Cross-Split of Dislocations: An Athermal and Rapid Plasticity Mechanism

R Kositski and O Kovalenko and SW Lee and JR Greer and E Rabkin and D Mordehai, SCIENTIFIC REPORTS, 6, 25966 (2016).

DOI: 10.1038/srep25966

The pathways by which dislocations, line defects within the lattice structure, overcome microstructural obstacles represent a key aspect in understanding the main mechanisms that control mechanical properties of ductile crystalline materials. While edge dislocations were believed to change their glide plane only by a slow, non-conservative, thermally activated motion, we suggest the existence of a rapid conservative athermal mechanism, by which the arrested edge dislocations split into two other edge dislocations that glide on two different crystallographic planes.

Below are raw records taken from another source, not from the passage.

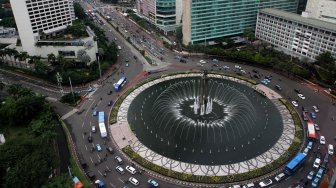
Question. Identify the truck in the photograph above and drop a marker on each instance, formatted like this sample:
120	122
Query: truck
101	123
99	184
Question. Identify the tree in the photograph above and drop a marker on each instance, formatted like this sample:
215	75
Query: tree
51	58
59	182
249	34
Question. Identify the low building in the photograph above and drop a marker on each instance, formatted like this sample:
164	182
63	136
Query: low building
296	35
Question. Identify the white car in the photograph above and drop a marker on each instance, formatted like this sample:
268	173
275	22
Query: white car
295	103
322	140
301	96
317	163
131	169
134	181
316	109
202	61
265	183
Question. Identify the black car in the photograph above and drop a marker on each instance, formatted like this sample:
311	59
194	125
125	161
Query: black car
109	103
110	150
90	139
297	90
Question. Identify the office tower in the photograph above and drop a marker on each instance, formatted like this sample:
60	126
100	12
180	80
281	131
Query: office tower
296	35
39	18
164	14
205	20
321	9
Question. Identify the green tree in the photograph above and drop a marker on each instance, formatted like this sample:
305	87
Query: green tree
249	34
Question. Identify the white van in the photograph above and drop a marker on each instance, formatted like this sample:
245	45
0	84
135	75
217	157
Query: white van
330	149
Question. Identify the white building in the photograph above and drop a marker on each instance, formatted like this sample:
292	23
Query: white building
296	35
321	9
39	20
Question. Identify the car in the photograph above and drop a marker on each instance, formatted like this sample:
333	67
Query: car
320	173
133	181
280	177
306	151
295	103
301	96
109	103
278	87
226	67
315	182
120	170
317	163
330	149
98	147
118	159
130	169
297	90
110	150
202	61
322	140
90	139
313	115
153	183
310	175
310	145
265	183
249	185
315	108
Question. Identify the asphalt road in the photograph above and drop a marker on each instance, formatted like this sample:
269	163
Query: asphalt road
80	125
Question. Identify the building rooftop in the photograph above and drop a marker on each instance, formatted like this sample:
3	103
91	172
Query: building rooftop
298	18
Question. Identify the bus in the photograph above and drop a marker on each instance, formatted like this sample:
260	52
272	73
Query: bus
101	123
120	83
311	130
295	164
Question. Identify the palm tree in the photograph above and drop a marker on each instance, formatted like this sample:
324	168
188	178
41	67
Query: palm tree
24	57
51	58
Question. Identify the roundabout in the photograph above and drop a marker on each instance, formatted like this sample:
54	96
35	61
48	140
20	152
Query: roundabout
204	124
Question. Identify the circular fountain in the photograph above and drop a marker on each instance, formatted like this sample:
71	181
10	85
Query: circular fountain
204	120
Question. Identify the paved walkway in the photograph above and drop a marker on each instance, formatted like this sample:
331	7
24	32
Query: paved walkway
123	136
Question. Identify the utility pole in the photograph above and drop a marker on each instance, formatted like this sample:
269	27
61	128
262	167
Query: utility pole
99	66
59	82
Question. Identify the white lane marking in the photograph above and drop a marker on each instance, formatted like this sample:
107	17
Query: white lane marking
91	160
121	180
100	172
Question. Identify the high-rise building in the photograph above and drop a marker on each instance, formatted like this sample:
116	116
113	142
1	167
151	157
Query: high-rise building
321	9
296	35
40	23
204	20
164	14
38	18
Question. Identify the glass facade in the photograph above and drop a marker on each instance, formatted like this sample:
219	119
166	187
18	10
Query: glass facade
212	19
166	14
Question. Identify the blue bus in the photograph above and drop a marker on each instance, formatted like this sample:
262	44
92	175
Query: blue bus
295	164
120	83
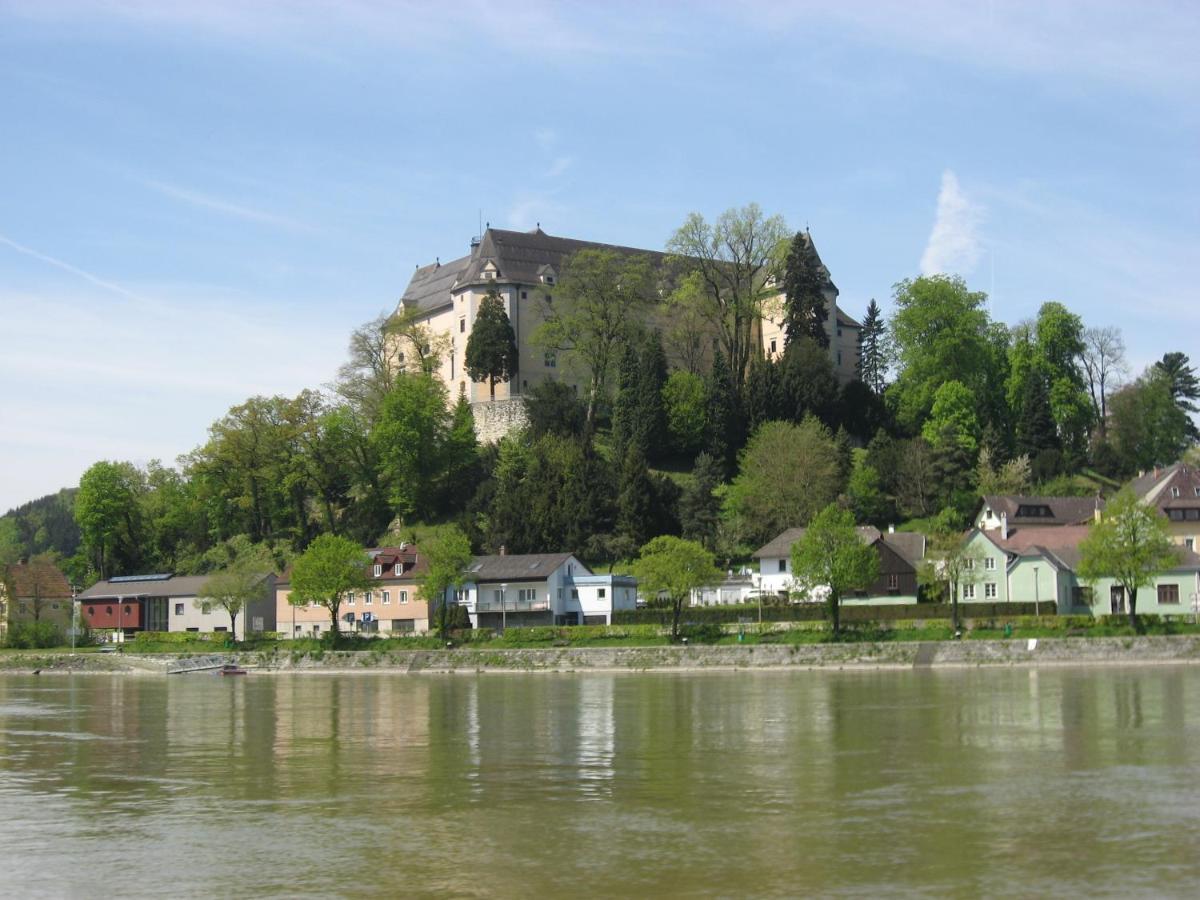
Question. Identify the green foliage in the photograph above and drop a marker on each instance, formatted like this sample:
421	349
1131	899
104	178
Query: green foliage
675	567
329	569
1131	544
787	473
685	400
492	347
832	557
805	277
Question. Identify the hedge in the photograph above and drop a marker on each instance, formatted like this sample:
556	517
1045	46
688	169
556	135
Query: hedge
816	612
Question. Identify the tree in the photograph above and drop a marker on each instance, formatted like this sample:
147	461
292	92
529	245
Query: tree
952	563
1103	361
327	571
733	259
1185	387
1131	544
805	309
685	401
601	299
675	567
833	556
941	334
235	588
699	504
109	516
492	347
875	352
447	557
787	474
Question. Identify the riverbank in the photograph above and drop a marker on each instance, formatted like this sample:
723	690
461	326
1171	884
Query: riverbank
916	654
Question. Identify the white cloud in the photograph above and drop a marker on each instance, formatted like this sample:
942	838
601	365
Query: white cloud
954	243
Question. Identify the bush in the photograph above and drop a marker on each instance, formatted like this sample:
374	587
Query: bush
34	636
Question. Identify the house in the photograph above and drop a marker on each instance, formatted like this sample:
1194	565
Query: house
1011	511
1036	565
900	557
1175	492
525	269
391	605
541	589
34	591
165	601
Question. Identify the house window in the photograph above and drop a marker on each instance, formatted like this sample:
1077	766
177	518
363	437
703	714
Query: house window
1168	593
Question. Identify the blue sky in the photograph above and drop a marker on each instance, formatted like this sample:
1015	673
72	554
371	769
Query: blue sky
198	201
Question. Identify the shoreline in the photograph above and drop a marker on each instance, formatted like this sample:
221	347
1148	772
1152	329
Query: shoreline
1157	649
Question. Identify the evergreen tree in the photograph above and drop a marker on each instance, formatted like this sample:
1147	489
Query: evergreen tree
699	504
804	301
492	347
1035	425
762	403
652	417
874	353
724	420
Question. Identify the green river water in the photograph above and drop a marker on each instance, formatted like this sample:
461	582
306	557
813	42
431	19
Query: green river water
1000	783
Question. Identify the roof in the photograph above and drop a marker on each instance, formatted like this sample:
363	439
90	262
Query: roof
909	545
36	579
157	586
522	567
1065	510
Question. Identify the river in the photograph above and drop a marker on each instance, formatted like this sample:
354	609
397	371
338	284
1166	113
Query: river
1000	781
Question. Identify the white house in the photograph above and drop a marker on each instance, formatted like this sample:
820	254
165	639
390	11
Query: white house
543	589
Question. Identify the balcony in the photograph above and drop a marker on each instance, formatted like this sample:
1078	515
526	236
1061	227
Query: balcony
511	605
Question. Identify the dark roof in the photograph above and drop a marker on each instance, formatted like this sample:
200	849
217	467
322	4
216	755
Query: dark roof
909	545
1063	510
525	567
37	579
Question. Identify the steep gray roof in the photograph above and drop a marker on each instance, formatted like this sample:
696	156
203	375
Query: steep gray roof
1065	510
525	567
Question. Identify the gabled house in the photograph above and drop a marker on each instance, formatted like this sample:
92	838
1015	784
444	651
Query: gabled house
125	605
1175	492
34	591
900	557
391	605
1036	565
541	589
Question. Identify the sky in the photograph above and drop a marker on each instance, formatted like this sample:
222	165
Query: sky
199	201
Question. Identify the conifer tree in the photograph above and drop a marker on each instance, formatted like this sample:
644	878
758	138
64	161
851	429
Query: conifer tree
804	304
492	346
873	357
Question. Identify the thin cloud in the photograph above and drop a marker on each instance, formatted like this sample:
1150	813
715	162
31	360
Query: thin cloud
954	243
233	209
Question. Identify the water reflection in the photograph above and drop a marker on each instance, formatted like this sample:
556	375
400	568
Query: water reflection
708	784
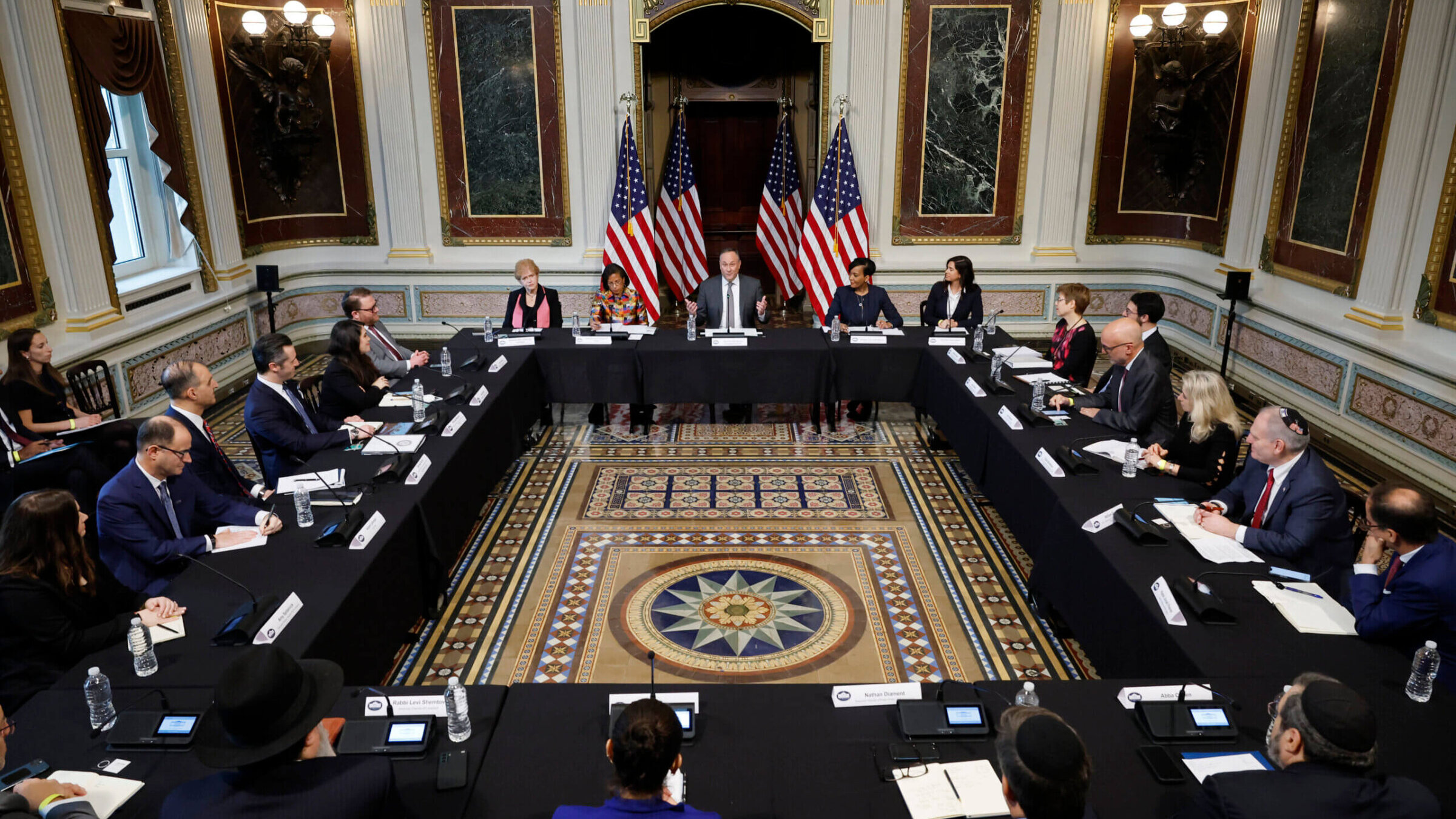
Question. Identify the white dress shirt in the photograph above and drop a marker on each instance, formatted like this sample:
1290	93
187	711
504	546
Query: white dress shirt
198	423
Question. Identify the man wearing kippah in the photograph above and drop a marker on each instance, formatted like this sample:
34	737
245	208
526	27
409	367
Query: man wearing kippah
1286	502
1045	766
1321	742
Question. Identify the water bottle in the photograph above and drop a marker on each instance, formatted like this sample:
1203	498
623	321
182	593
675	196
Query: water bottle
98	700
1028	696
1423	672
303	506
457	712
139	639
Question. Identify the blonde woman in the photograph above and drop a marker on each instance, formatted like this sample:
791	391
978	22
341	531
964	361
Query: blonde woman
1207	440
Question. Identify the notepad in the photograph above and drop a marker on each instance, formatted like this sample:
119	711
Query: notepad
957	789
106	795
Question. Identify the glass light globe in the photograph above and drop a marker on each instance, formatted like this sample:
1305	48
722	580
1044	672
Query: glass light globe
254	22
296	12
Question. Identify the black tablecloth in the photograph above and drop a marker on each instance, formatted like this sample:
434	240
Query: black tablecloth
785	751
790	366
55	727
357	605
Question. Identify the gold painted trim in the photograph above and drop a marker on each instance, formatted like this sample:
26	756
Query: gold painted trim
103	231
1033	33
536	114
27	247
440	149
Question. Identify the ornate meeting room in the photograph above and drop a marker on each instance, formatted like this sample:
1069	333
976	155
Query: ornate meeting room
727	408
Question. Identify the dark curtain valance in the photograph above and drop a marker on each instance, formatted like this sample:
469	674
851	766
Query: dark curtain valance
124	56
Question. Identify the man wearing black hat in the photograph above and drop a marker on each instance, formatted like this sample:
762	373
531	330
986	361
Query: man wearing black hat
1045	766
1323	744
266	726
1286	502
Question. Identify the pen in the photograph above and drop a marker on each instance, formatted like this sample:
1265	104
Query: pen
952	784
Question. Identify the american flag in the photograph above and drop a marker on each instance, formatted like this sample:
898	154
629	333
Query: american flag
781	213
836	229
681	219
630	231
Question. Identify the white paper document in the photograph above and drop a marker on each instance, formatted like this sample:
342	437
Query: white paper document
1205	766
311	481
956	789
1305	611
380	445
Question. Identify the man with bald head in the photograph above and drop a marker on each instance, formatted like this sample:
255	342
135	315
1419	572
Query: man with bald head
1416	598
1134	397
1286	502
155	509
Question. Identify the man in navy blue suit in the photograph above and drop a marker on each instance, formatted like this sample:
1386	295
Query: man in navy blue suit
193	389
275	414
1416	599
1286	502
155	510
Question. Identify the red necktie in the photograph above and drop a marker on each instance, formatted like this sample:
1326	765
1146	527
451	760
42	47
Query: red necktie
388	346
1264	502
220	454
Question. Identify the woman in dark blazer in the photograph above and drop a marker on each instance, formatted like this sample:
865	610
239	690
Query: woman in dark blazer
351	382
532	303
57	605
956	301
1206	443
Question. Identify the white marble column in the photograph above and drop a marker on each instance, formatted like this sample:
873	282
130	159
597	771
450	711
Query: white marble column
195	55
1081	42
380	44
1397	251
598	88
868	110
85	299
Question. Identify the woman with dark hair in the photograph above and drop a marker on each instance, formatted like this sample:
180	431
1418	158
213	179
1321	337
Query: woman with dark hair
956	301
644	749
532	305
56	602
351	382
35	397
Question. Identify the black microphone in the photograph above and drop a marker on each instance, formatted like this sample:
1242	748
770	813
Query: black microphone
248	618
166	706
397	467
340	532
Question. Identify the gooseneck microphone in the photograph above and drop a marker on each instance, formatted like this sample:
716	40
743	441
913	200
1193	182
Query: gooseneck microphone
248	618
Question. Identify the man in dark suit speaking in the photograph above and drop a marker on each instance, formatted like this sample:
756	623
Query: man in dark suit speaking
1286	502
1136	396
155	510
730	302
1321	742
1416	598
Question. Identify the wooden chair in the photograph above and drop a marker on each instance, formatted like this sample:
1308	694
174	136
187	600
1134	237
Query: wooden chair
92	386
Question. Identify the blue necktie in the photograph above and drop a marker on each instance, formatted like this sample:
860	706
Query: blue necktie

This discovered mechanism, for which we coined a term "cross- split of edge dislocations", is a unique and collective phenomenon, which is triggered by an interaction with another same-sign pre-existing edge dislocation. This mechanism is demonstrated for faceted alpha-Fe nanoparticles under compression, in which we propose that cross-split of arrested edge dislocations is resulting in a strain burst. The cross- split mechanism provides an efficient pathway for edge dislocations to overcome planar obstacles.